All the while, from the portrait, Lithia smiled seductively, the even, white smile of cool confidence and joy.

Remo looked back to Garrand.

Around his neck, the world's foremost authority on atomic waste disposal had hung his asthma spray bulb on a leather thong. A fold of flesh had hidden the leather thong from the back.

Garrand's eyes followed Remo as Remo moved into the room, and just the movement of his head set his body quivering. His breasts were larded with white streaks like an over-boiled hot dog just before splitting. Fat fought fat for space fore and aft on his arms. His nipples were bigger than Lithia's.

He squeezed his asthma bulb into his mouth, squirting his bronchial tubes with adrenalin.

"I thought I told you to get out of here," he said.

"I heard you," Remo said.

Garrand shrugged, a very slight shrug that made his flesh ripple. He dropped the spray back onto his rolling stomach, and turned his head again toward Lithia's picture.

Garrand raised a dart to precise eye level with his right hand. The left hand still held two more. With a flick of his fingers, Garrand let loose a dart as he announced:

"Left breast."

The dart thwacked in just over the aureole around Lithia Forrester's nipple.

"Right nipple," Garrand said and powerfully, almost invisibly with no curve in its trajectory, another dart flashed across the eight-foot distance and buried itself, quivering in the turgid right nipple of Lithia Forrester.

"Mons veneris," Garrand said, and the third dart flashed on too, punching its way into the triangular patch of golden hair on the portrait

Garrand reached down to a wooden dart box and took out three more darts. "You haven't told me why you busted in here."

"The game's over, Garrand."

"So the bitch talked."

"No, she didn't, if that's any consolation to you. She died without saying a word."

"Good for her. I knew the honky bitch was good for something. Right eye," he said and buried a dart into the sparkling blue eye of Lithia Forrester.

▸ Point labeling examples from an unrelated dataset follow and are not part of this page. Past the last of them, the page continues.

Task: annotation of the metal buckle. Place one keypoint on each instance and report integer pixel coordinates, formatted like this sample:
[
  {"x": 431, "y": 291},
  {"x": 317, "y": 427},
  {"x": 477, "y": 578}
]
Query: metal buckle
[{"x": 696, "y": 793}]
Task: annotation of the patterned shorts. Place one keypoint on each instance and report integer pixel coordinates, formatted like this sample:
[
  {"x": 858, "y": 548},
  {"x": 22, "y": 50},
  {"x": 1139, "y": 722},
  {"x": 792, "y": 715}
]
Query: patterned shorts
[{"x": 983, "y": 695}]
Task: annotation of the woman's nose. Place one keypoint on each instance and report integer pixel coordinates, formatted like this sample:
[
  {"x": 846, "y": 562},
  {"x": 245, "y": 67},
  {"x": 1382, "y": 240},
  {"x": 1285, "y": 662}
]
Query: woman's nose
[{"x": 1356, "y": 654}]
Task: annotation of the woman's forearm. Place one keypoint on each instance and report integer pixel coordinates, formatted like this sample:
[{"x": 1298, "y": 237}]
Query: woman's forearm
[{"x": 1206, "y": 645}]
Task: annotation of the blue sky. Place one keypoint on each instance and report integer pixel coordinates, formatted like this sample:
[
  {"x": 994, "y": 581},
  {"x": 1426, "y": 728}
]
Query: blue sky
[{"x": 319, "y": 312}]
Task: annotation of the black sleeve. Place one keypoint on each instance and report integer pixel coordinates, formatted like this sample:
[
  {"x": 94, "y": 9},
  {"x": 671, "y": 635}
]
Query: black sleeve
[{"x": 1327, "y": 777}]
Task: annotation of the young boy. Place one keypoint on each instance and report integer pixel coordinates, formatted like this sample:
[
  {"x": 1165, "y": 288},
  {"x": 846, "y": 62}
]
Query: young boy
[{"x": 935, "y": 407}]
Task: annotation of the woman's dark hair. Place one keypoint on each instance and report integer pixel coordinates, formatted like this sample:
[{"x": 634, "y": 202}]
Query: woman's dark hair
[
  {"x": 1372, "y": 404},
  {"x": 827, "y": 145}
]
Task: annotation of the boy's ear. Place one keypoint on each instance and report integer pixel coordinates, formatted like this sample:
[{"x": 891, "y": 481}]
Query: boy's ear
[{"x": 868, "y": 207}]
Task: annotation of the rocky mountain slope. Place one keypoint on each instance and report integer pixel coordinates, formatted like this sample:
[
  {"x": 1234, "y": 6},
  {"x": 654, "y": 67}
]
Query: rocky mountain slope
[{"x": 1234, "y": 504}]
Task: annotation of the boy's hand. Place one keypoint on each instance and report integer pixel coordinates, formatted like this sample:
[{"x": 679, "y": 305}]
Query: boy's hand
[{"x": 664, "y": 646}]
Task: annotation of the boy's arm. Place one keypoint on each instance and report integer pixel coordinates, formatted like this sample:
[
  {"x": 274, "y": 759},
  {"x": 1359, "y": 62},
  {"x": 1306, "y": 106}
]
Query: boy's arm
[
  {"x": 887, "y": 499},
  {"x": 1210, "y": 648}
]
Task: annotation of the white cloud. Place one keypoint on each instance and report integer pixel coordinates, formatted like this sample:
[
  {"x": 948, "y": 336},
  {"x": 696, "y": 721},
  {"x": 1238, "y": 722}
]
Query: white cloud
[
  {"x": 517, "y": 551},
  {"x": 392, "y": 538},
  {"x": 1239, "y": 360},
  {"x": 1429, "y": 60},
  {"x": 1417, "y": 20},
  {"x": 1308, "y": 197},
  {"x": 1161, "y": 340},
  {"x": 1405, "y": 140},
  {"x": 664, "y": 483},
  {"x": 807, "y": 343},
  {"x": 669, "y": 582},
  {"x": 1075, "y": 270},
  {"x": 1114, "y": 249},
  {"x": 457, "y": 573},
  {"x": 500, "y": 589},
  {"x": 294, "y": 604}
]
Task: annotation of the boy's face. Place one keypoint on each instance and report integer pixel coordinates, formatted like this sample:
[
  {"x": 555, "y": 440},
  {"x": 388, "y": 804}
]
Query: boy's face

"Mouth," he called, and another dart hit its mark with a thwack.

"Why, Garrand?" Remo asked. "Just because of a traffic arrest in Jersey City?"

"Vagina," Garrand called and buried another dart in the exposed private parts of Lithia Forrester. "Not just because of a traffic arrest, Donaldson. Just because your country is rotten. It deserves what it gets. And I deserve whatever I can get for it. Call it back-dues to my people." He was wheezing now from the exertion of talking so long.

"Your people?" Remo said. "What about your people whose lives would be ruined if your scheme worked?"

"That's the tough luck associated with being a house nigger," Garrand said. "Listen. As long as you're there, give me more darts will you. On that table. In the box."

Remo had reached a waist-high white table with a marble top, an exquisite piece of furniture that went with the exquisite room, mostly furnished in white. On the table top was a black box, the size of a loaf of bread, with layer after layer of darts in it, like bombs in a storage hanger. Remo grabbed three by their heavy metal points. The feathers were trimmed and true. The points sharp. The wooden bodies were weighted, about a fifth of an ounce heavier than competition darts.